I’ve observed my animals more than usual over the past three weeks. Some of you may have tired of hearing about my cats, but bear with me — no pun intended — I’m house-bound with little other entertainment, and I’m trying to paint a bigger picture. The cats allowed my presence to disrupt their schedule for about a day and a half. As I was figuring out how to work at a computer again, how to take care of my body when it wasn’t standing and moving as much, the cats went back to their routine. They were curious about why I was home and what I was doing, but before long they returned to what works for them. I imagine their inner dialogue went something like this:
“Listen, after breakfast we watch squirrels and birds. Then we chase each other and wrestle, followed by second breakfast and another check of the perimeter, maybe a few more laps around the house. After that, we nap, deeply and unapologetically, usually on your bed, though we have multiple options. You are welcome to participate or to provide a lap from which we can enjoy our activities, but that is what happens until the time you used to come through the door in the evening.”
Social distancing disrupted all of our routines in some capacity. Whether you find yourself on the front lines helping others, working from home, not working at all, or missing your usual activities, life changed. I’m learning to incorporate pieces of my former routine with new habits I plan to carry with me when we go back to “normal.”
The first day or two of virtual teaching, though I worked less than half the hours I typically do in the studio, I felt exhausted and stiff. Jessica said she had a similar experience. We had been sitting, relatively frozen, in front of our screens. We realized that we can watch the screen intently, change positions, move our bodies, and still see and be seen. So much better!
I’m used to drinking at least a gallon of water daily. That first day home, I had none from breakfast to dinner. My body revolted with a headache. The second day I drank a glass of water between each client. Better, but not enough.
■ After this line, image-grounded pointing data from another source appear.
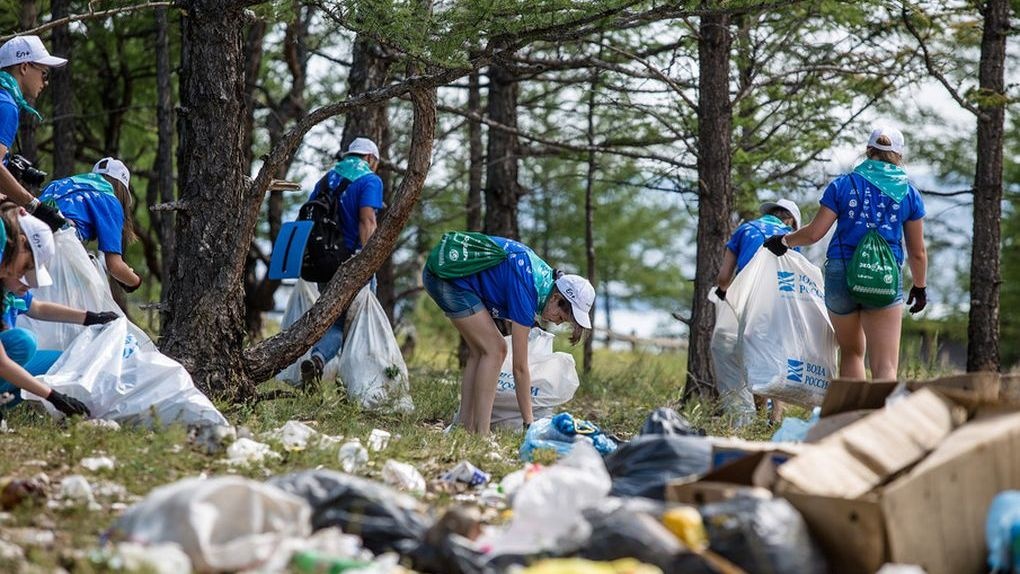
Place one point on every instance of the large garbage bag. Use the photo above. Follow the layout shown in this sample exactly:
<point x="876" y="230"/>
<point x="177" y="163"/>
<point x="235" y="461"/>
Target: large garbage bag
<point x="765" y="535"/>
<point x="113" y="373"/>
<point x="303" y="296"/>
<point x="667" y="421"/>
<point x="730" y="377"/>
<point x="78" y="282"/>
<point x="386" y="520"/>
<point x="226" y="523"/>
<point x="644" y="466"/>
<point x="554" y="381"/>
<point x="370" y="364"/>
<point x="786" y="340"/>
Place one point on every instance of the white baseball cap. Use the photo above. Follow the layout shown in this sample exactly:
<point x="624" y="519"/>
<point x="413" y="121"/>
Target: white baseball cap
<point x="895" y="136"/>
<point x="22" y="49"/>
<point x="114" y="168"/>
<point x="363" y="146"/>
<point x="41" y="240"/>
<point x="783" y="204"/>
<point x="580" y="294"/>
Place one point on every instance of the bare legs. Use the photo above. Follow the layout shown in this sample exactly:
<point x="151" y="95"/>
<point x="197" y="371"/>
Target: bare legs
<point x="486" y="352"/>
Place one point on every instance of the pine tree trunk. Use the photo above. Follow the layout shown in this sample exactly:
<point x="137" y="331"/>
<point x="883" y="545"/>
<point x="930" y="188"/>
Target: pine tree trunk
<point x="502" y="190"/>
<point x="63" y="97"/>
<point x="985" y="278"/>
<point x="715" y="196"/>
Then I thought, “Hey, why don’t I take my water bottle with me like I do in the studio?” Genius!
I’m not naturally a morning person, and as much as I can’t wait to see my early-morning clients in person before and as the sun rises, for the moment my first clients are either on the West Coast (bless you, three-hour time difference!) or home with flexibility in their schedules. I wake up more slowly, make my coffee as I listen to the news, then lift my spirits with a round of Song Quiz. (Do you know about Song Quiz? This is not an advertisement, but if you have an Amazon smart speaker, ask Alexa to play Song Quiz. You’ll thank me or hate me. I sample any decade when I’m feeling good and stick to the ’80s when I need positive reinforcement. Meet you in that magical decade of Wham! and Culture Club.) I have time to work out myself before I help others move. I’m enjoying this new ritual, and while I can’t fathom setting the alarm earlier than 5:30 when we’re back in the studio, I want to give myself more time in the morning.
Jessica has her girls at home, and before official home-schooling started, they put together a schedule to help keep everyone on track — when to do chores, when to have “recess,” etc.
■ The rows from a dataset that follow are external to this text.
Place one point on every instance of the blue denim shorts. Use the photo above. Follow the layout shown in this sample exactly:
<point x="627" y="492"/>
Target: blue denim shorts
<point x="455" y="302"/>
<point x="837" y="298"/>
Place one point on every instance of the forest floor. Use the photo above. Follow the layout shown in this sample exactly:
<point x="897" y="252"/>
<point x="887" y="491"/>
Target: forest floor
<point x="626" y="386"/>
Humans crave routine, partly because routines remove guesswork and eliminate decisions about necessary tasks. Finding that comfortable groove eases our minds, especially with current uncertainty and stress occupying so much brain space. Nearly every day at the studio, I see an older man walk past with his dog. The dog is distinctive, with the long, low body of a dachshund and coloring, coat and face somewhere between a collie and an Australian shepherd. I smile every time I see them. The other day, I saw them outside my house, which isn’t that surprising since I live near the studio. The site brought me such simple joy, I can’t describe it. That little bit of familiarity filled my heart.
By now you’ve probably settled into somewhat of a routine, consciously or subconsciously. Think about that routine for a moment, and whether what you’re doing meets your needs. What combination of nourishment, movement, socialization, rest and stimulation makes you your best self, and how can you sprinkle those throughout your day? Maybe you feel as if it’s all you can do to get by right now. That’s OK. Tell yourself it’s OK. While we’re in this state of stress response, that fight-or-flight mode necessary for survival, give yourself as much normalcy as possible. Take a page from the animals and embrace what works for you. In whatever ways you can, give yourself the comfort of a routine.